Well, I made slow progress today mainly because of a couple surprises which took me straight back to the overhead issue related to performance mentioned above.
Using the AS Editor for sanity while working this out - First I realized that working on my sample file was not a good idea, when checking the live files they ranged in size from the 1500 record (acutally lines ) that I was basing my project on, to the maximum file size with just over 44,000 lines in it. Also, because it was a unix file with linefeeds, and also had thousands of extra spaces in the records, making space delimited importing almost impossible, so I had previously read the entire file to a variable, then used a repeat to clean up the records using “words of” which worked well.
So the repeat code now looked like this:
repeat with i from 1 to count of fileContents
set oneRecord to words of text item i of fileContents
set end of listOfrecords to {col1:text item 1 of oneRecord, col2:text item 2 of oneRecord, col3:text item 3 of oneRecord, col4:text item 4 of oneRecord, col5:text item 5 of oneRecord, col6:text item 6 of oneRecord, col7:text item 7 of oneRecord, col8:text item 8 of oneRecord, col9:text item 9 of oneRecord, col10:text item 10 of oneRecord, col11:text item 11 of oneRecord, col12:text item 12 of oneRecord, col13:text item 13 of oneRecord, col14:text item 14 of oneRecord, col15:text item 15 of oneRecord, col16:text item 16 of oneRecord, col17:text item 17 of oneRecord}
end repeat
This worked extremely well on the 1500 record files, processing them in about 12 seconds on a 2.4 c2d iMac, and even up to 10,000 records it was taking around 2 minutes…but once I started using the 44,000 list file, I soon realized that the project could not go ahead as it was taking more than 30 minutes (the time limit I force quit the script) to process that huge list.

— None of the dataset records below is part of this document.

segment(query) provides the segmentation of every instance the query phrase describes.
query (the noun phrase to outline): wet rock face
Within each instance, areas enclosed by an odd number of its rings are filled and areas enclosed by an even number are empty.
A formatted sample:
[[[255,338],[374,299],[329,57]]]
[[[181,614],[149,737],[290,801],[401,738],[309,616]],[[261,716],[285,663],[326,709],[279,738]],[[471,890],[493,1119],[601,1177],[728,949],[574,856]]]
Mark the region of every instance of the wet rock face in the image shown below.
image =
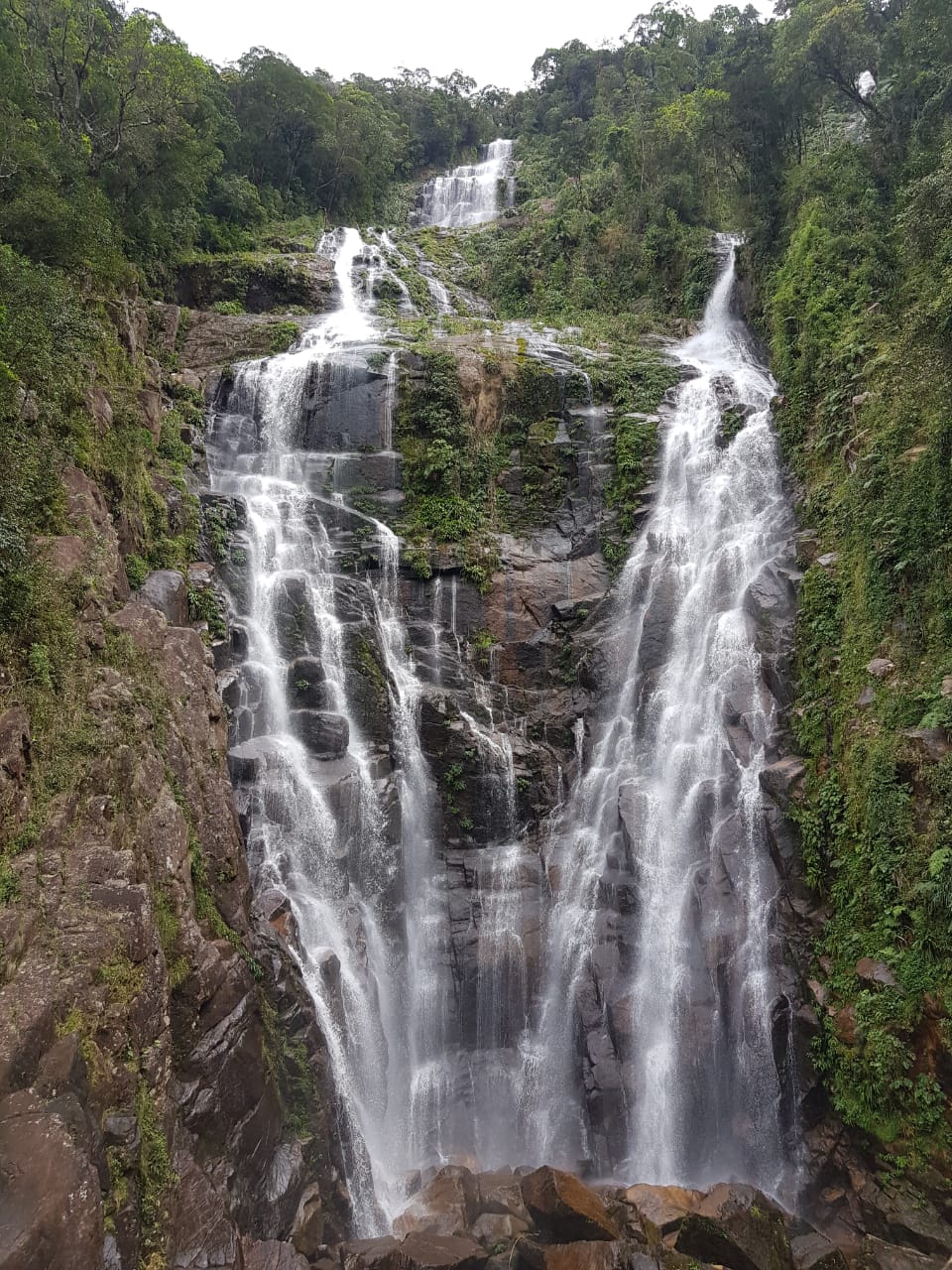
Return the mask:
[[[463,1224],[466,1217],[468,1226]],[[429,1224],[428,1224],[429,1223]],[[442,1233],[443,1223],[453,1233]],[[442,1170],[395,1228],[344,1243],[343,1270],[939,1270],[939,1262],[875,1237],[847,1243],[750,1186],[603,1186],[548,1167],[471,1173]]]
[[[98,491],[71,489],[108,560]],[[127,593],[114,568],[107,596]],[[324,1237],[349,1219],[314,1011],[277,931],[250,914],[211,654],[166,620],[187,621],[182,575],[152,583],[81,618],[81,634],[124,635],[152,678],[89,667],[95,754],[24,839],[17,903],[0,908],[5,1270],[133,1270],[152,1253],[225,1270],[242,1264],[242,1238],[244,1264],[300,1270],[288,1241],[296,1223],[314,1234],[315,1195]],[[25,711],[5,711],[0,804],[14,822],[33,762]],[[302,1081],[300,1139],[288,1114]]]
[[[571,1173],[537,1168],[523,1180],[522,1193],[536,1224],[555,1243],[618,1238],[602,1200]]]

Just as I was about to give up on it, tonight I found this after many google searches, regarding referencing of lists in AS. (Halfway down the page) - search the page using “bigList” http://developer.apple.com/mac/library/documentation/AppleScript/Conceptual/AppleScriptLangGuide/reference/ASLR_classes.html
This changed everything! First I have posted a sample of the file here with data converted to animal names: http://www.wikiupload.com/download_page.php?id=192398 (if there was a way to host it on this site please let me know as I don’t know how long the sample will be available from a file host site and I think this is a great example for others in the same situation)
The above file takes me 33minutes 32 seconds to read using the above code (2012 secs)
Now, after a straight read of the file into variable fileContents, I set up the references and the repeat code looks like this, a variant of Shane’s great advice above.
set listOfrecordsref to a reference to listOfrecords
set fileContentsref to a reference to fileContents
repeat with i from 1 to count of fileContents
set oneRecord to words of text item i of fileContentsref
copy {col1:text item 1 of oneRecord, col2:text item 2 of oneRecord, col3:text item 3 of oneRecord, col4:text item 4 of oneRecord, col5:text item 5 of oneRecord, col6:text item 6 of oneRecord, col7:text item 7 of oneRecord, col8:text item 8 of oneRecord, col9:text item 9 of oneRecord, col10:text item 10 of oneRecord, col11:text item 11 of oneRecord, col12:text item 12 of oneRecord, col13:text item 13 of oneRecord, col14:text item 14 of oneRecord, col15:text item 15 of oneRecord, col16:text item 16 of oneRecord, col17:text item 17 of oneRecord} to the end of listOfrecordsref
end repeat
This processes the same file in THREE seconds (3) on my system. To check that I actually had the records processed (because I didn’t believe it for a number of retries!.. I simply performed a set operation to another variable in the editor at the end of the script and it showed as a result(and took a very very long time!. Logging does the same thing and much faster but you won’t see the quote characters that are in the records. This threw me off for a while until I figured it out.
Note that I also returned to the “copy to the end of the listOfrecords” method as well as using the “set x to a reference of the list” as shown in the developer page examples. Doing this to the oneRecord, due to its small size, had no impact on performance, but using referencing on the fileContents AND listOfrecords, both of which grew exponentially through the repeat’s iterations, reduced processing time by a factor of 400! That is absolutely remarkable.
So, now that I’m back in business I will get this ported into the ASOC project and continue tomorrow to hopefully wire everything into the TableView. Hope this helps others. And of course please feel free to add your advice to make the code better or point out any issues.
EDIT: the code optimization above regarding references only worked in the AS editor and not in XCode with the exception of the listOfrecordsref code in the repeat. See my post below.